The basic principle is that when you’re recruiting, you should be seeking to raise the average of your team, bringing in people who increase the level of energy, skill, and possibilities available – and who raise the bar in terms of commitment to your aims and values.

This is a helpful rule of thumb, but there are two problems with it:

  1. The more successful you are at raising your average, the harder it’s going to be to keep doing it.
  2. As you get better at what you do and grow as a team, it’s also going to get harder to find people who raise the average in what are presumably key areas.

So it’s inevitable that you’re going to lower some averages, some of the time, if you want your team to grow.
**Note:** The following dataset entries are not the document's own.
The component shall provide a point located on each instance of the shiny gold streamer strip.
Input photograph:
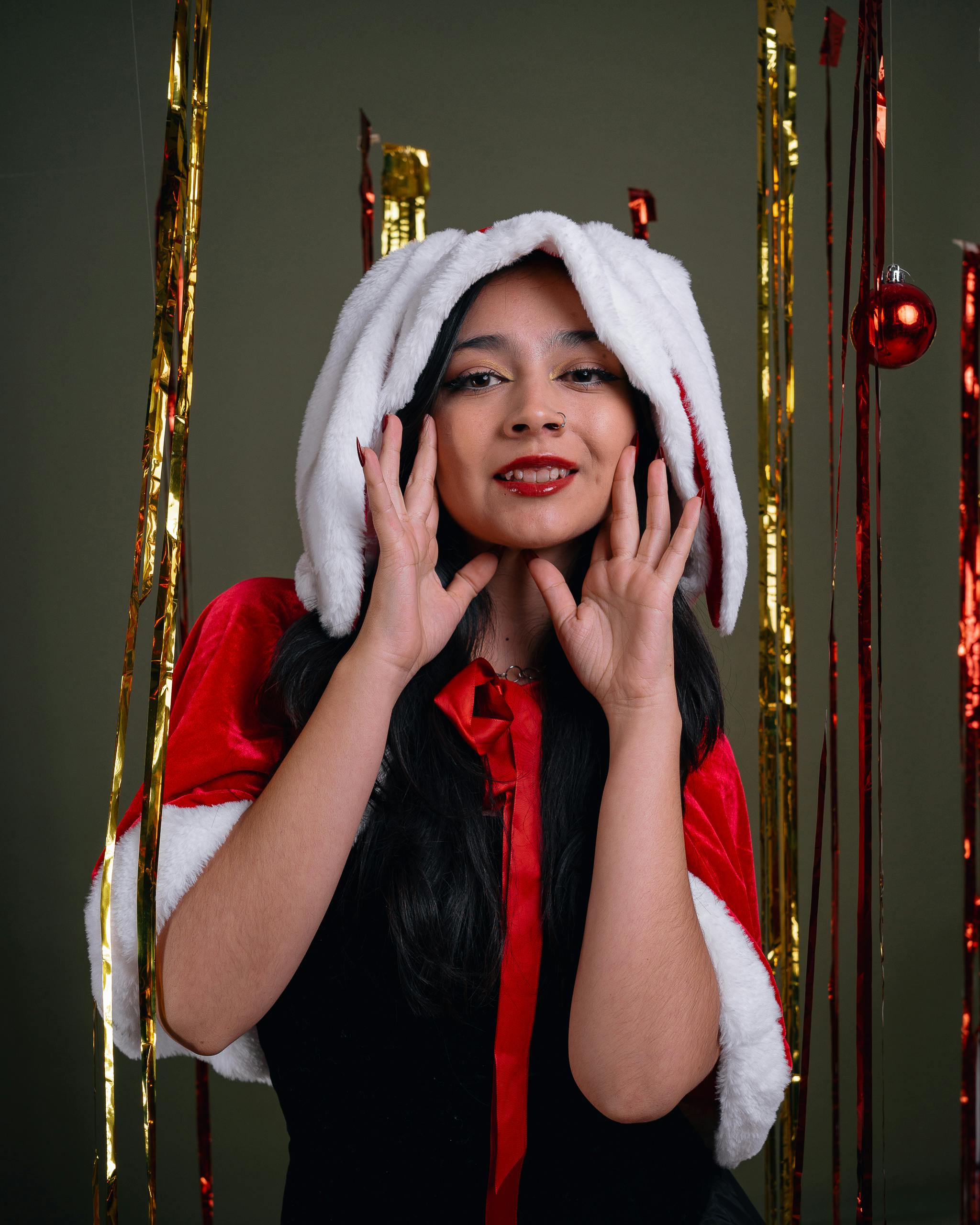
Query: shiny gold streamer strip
(169, 239)
(405, 188)
(778, 155)
(165, 631)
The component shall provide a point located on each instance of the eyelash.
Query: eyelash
(458, 384)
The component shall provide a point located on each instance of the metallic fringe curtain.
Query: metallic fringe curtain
(777, 766)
It’s doubly inevitable if you’re seeking to build an organisation that increases the average, both internally (as individuals learn and grow and as the team works better together) and in the workforce (as people move on and take what they’ve learned to make a contribution elsewhere).

I think the answer is to make sure that you’re clear about which averages are non-negotiable, and which of the others are most important at a given time:

  • Values and integrity
  • Enthusiasm / energy
  • Commitment to your vision
  • Maturity – consideration and care for others
  • Skill in a key area. This could be something you deliver, like training or a technical service you provide for your clients – or a support function like accounting or managing infrastructure.
  • Readiness (and ability) to learn and grow

It’s worth being clear first about the non-negotiables of values and attitude (that is, character) – and the energy that you need a new team-member to bring to the team.

You also need to know which missing skills you’re seeking to add to your team from the outset, and whether you expect these to arrive fully formed (how will you tell?) or are going to help your new teammate acquire them (you need a training plan, and you need to make sure that you carry it out).

Beyond that, a lot depends on the stage of development of your team, and whether your priorities are growth into new areas (finding people to create possibilities and help you do things that you can’t already do), increasing capacity (adding people to help you do more of what you already do) or consolidation (adding people who will help you do what you already do better). It’s worth bearing in mind though, that the two types of growth create a need for consolidation, and consolidation creates the potential for growth.